Adopting new technology or tools into your business can be hard. But when you’re a small team, every minute counts and finding ways to do more with less is essential.
When Lonny Reed, owner of Legend Engineering and professional engineer licensed in 20 states, was faced with a staffing shortage and strained resources, he sought to expand his toolbox with drone surveying.
Established in 2005, Legend Engineering performs topographic surveys and design for retail and industrial projects across the US, along with surveying and construction management. Based in Heber, Utah, it has about a dozen employees with two to four surveyors on staff at any one time.
Reed first heard about drones as a worksite tool when working with Komatsu’s Smart Construction initiative. “They’d use some of our sites as test sites to do drone surveying,” said Reed. “We knew that we needed to get into the drone survey world for a few years, and it never seemed feasible because of the amount of processing.”
But once Legend Engineering decided to go all in on drone surveying, they did their homework on the data processing side of things.
When they had Part 107-certified drone pilots, they flew some test sites to process data using Pix4D. “We were getting ready to start [using] it on [project] sites, but without much confidence. Processing error and processing time was an issue,” recalled Reed. They were seeing errors of three or four feet, after an arduous time of processing data.
With time being a limited and valuable resource, self-processing was a bad fit for Legend Engineering.
After one of his surveyors was injured during an on-site survey, Reed knew he needed a solution that worked to help with his surveying jobs. “He hurt his knee. He actually quit the surveying profession on us. We’ve had a terrible time trying to replace him,” said Reed.
Without one of Legend Engineering’s vital surveyors, Reed needed to use his team’s time as efficiently as possible. Work was piling up. Even for smaller, one- or two-acre sites, survey would take a whole day when you factored in travel time.
Before using drone surveying, man hours and crew time expended to get survey data was one of their bigger time sinks. “Being able to get out and do all the field work we needed with one field surveyor and one office surveyor—our field time was becoming the bottleneck,” Reed noted.
Using drones to survey sites, the Legend Engineering team can now capture a survey in a couple of hours. With all that extra time, surveyors can also capture the boundary lines of a site, if needed.
Legend Engineering frequently surveys many small sites. So while the surveying itself can be done quicker than on larger sites, the team has to travel more often, which adds a lot of commute time to the average job.
With the time put back on the clock, Reed and his team can do more with the same resources. “What we’ll do is have our surveyors do the boundary, property lines, and set control for us. Then one of us will go out with the drone and pick up the rest of the information. That allows the surveyors to do their job and pick up more sites,” explained Reed.

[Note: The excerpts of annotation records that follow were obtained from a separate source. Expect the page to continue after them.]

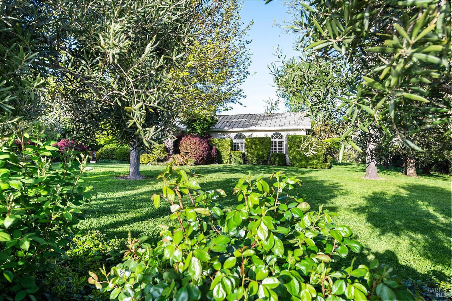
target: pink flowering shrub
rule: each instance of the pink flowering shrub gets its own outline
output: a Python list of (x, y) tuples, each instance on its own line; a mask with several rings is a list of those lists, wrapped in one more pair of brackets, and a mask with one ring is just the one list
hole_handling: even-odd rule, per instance
[(69, 139), (62, 139), (59, 142), (52, 144), (53, 146), (58, 146), (60, 151), (67, 150), (70, 148), (74, 148), (78, 152), (84, 152), (88, 149), (88, 147), (83, 144), (76, 144), (73, 140)]
[(213, 163), (217, 158), (218, 151), (207, 139), (193, 135), (182, 137), (179, 144), (180, 154), (193, 159), (197, 165)]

Reed sees using drone surveying and Propeller as an aid to save time both in the field and in the office.
“If you look at it just from an office-time standpoint, you usually have someone in the office who you’re paying $20–50 per hour plus the software plus the processing time and all that,” said Reed. That’s just the baseline, and doesn’t include the cost it takes to capture good data.
Before using Propeller to process their data, Legend Engineering had at least one staff member doing the processing, which could take a day to a day and a half to complete.

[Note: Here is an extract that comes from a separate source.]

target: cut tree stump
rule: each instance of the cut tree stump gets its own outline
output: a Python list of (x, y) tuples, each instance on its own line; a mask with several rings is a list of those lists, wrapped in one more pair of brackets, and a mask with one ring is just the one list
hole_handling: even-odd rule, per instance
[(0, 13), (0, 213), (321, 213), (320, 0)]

“But uploading the drone photos to Propeller takes 20 minutes and then they can go about their day,” said Reed. With a small and nimble team like Legend Engineering’s, any time saved on administrative tasks has a big impact.
Not only does Propeller take care of all the data processing on our servers—freeing up company machines—QA reports are provided for every dataset and every dataset is reviewed by geospatial experts. “The final map comes back in less than 24 hours,” said Reed. “You can get the files you need where they’re supposed to be and it’s accurate—it’s a no brainer.”

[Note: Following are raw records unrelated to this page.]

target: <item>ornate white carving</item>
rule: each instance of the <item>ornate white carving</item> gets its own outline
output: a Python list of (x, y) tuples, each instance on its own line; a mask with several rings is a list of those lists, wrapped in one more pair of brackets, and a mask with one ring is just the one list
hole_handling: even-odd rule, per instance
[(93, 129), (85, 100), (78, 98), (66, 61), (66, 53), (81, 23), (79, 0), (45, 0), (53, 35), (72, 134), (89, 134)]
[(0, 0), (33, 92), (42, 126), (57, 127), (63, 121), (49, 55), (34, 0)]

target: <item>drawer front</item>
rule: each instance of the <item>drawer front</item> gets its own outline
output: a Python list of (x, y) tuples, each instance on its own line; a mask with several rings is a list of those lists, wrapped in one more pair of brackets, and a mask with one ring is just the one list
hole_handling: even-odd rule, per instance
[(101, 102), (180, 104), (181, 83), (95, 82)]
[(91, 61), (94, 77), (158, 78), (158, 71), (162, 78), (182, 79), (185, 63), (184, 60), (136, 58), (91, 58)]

The potential for using drone surveying to collect data in the field and the Propeller Platform to process drone data and visualize it was huge. But Propeller also proved to be a tool to improve Legend Engineering’s communication with clients.
Before Propeller, Legend Engineering ran client meetings with the conventional data and visualization—that is spreadsheets.
“From an engineer’s standpoint, that’s easy to look at and see what you’re dealing with. But for the contractor or client, it’s hard to see what’s going on there,” noted Reed. “Being able to see the color-coded map and rotate that [3D site survey] is a game changer for them.”
Old Dominion is Legend Engineering’s biggest and most important client. The company has a number of teams based around the country, and they recently adopted take-off software for preliminary work on a select group of projects.
When Reed and his team explained how they were using Propeller’s data and visualization software to work on their sites, “they were pretty excited,” noted Reed. After they built a few models to see what the software was capable of, they started using Propeller as a resource on weekly conference calls.
When you’re a small, agile team like Legend Engineering, the benefits of new technology can be felt quickly and keenly. Because there are fewer people to onboard, the integration process is smoother and the implementation can be immediate.
For Legend Engineering, using drones to survey their sites and Propeller to process and visualize data means they can cover gaps in staffing and save surveyor time—all while communicating better with clients and each other.